Buildings burn, death toll mounts in central Nigeria

Published
By Reuters

Youths dragged people from their cars and murdered them at illegal roadblocks in central Nigeria over the weekend, while rioters burned fuel stations and homes in the latest clashes between Christian and Muslim gangs.

Youths from the mostly Christian Berom ethnic group set up the roadblocks on Saturday at Gada Biu, on the edge of the city of Jos, stopping vehicles and pulling out people they believed to be Muslims, witnesses said.

One witness, who asked not to be named, said he had counted 15 bodies, although the security forces could not confirm this.

The latest burst of violence in Plateau state, where an estimated 200 people have been killed in ethnic and religious clashes over the past month, was triggered when Muslim youths attended a burial ceremony near a Christian village on Friday.

Soldiers opened fire to try to quell fighting that ensued between rival mobs of students.

"The situation was aggravated when the soldiers attempted to repel them into the campus.

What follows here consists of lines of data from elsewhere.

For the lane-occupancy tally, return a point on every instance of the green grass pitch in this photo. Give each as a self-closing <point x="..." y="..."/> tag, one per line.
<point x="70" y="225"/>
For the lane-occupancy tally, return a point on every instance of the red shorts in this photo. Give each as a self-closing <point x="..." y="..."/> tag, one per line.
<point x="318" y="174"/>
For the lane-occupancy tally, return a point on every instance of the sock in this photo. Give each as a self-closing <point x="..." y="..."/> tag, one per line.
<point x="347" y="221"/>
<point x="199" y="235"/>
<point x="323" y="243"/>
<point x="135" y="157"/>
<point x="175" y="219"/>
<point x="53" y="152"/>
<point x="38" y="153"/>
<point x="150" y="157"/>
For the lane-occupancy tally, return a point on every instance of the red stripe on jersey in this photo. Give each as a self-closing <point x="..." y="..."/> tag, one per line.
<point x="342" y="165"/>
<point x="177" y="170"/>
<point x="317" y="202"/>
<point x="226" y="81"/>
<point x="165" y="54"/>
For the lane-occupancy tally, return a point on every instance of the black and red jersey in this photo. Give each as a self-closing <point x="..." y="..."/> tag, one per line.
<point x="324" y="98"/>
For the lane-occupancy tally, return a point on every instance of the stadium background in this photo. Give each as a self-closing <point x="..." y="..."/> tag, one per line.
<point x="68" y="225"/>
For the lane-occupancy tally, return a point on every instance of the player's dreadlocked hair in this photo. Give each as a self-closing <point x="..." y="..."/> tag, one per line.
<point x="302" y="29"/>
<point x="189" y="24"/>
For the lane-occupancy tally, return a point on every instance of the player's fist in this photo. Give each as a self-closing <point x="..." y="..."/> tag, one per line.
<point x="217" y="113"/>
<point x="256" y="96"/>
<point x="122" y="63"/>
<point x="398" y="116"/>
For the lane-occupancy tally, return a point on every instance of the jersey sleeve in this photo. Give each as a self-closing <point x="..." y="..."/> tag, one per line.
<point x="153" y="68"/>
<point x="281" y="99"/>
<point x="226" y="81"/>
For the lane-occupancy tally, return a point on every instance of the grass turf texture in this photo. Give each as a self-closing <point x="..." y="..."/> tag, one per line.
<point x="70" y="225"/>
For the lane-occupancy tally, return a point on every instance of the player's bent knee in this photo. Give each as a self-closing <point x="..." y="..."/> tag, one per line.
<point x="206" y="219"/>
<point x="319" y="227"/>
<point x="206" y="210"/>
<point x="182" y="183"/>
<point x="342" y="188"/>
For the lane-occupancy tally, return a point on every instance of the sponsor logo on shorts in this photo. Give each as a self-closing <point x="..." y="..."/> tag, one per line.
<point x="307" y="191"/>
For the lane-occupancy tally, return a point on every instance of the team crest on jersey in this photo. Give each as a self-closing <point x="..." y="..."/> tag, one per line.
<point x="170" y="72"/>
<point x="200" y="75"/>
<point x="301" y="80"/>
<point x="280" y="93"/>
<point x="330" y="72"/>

In the process, many students sustained various degrees of injuries," Plateau State Information Commissioner Gregory Yenlong said.

Reports on Saturday that some of the students had died in hospital triggered rioting, with youths setting up the roadblocks and protesters burning two fuel stations, a college and vehicles in the Farin Gada area of Jos, police said.

There have been almost daily clashes between Christian and Muslim mobs in villages around Jos, the capital of Plateau state, since a series of bombs were detonated during Christmas Eve celebrations a month ago, killing scores of people.

Police in neighbouring Bauchi state said they were still recovering bodies after clashes between rival gangs triggered by a game of snooker last week and so far had a confirmed death toll of 19. A local government official put the toll at 30.

The tension in central Nigeria's "Middle Belt" is rooted in decades of resentment between indigenous groups, mostly Christian or animist, who are vying for control of fertile farmlands and for economic and political power with migrants and settlers from the Muslim north.

The unrest is largely contained in one region of Africa's most populous nation and does not, on its own, risk derailing presidential, parliamentary and state elections in April.

But it is likely to escalate in the run-up to the polls and gives President Goodluck Jonathan's administration another security challenge on top of attacks by a radical Islamic sect in the remote northeast and the threat of renewed violence in the oil-producing Niger Delta, on Nigeria's southern coast.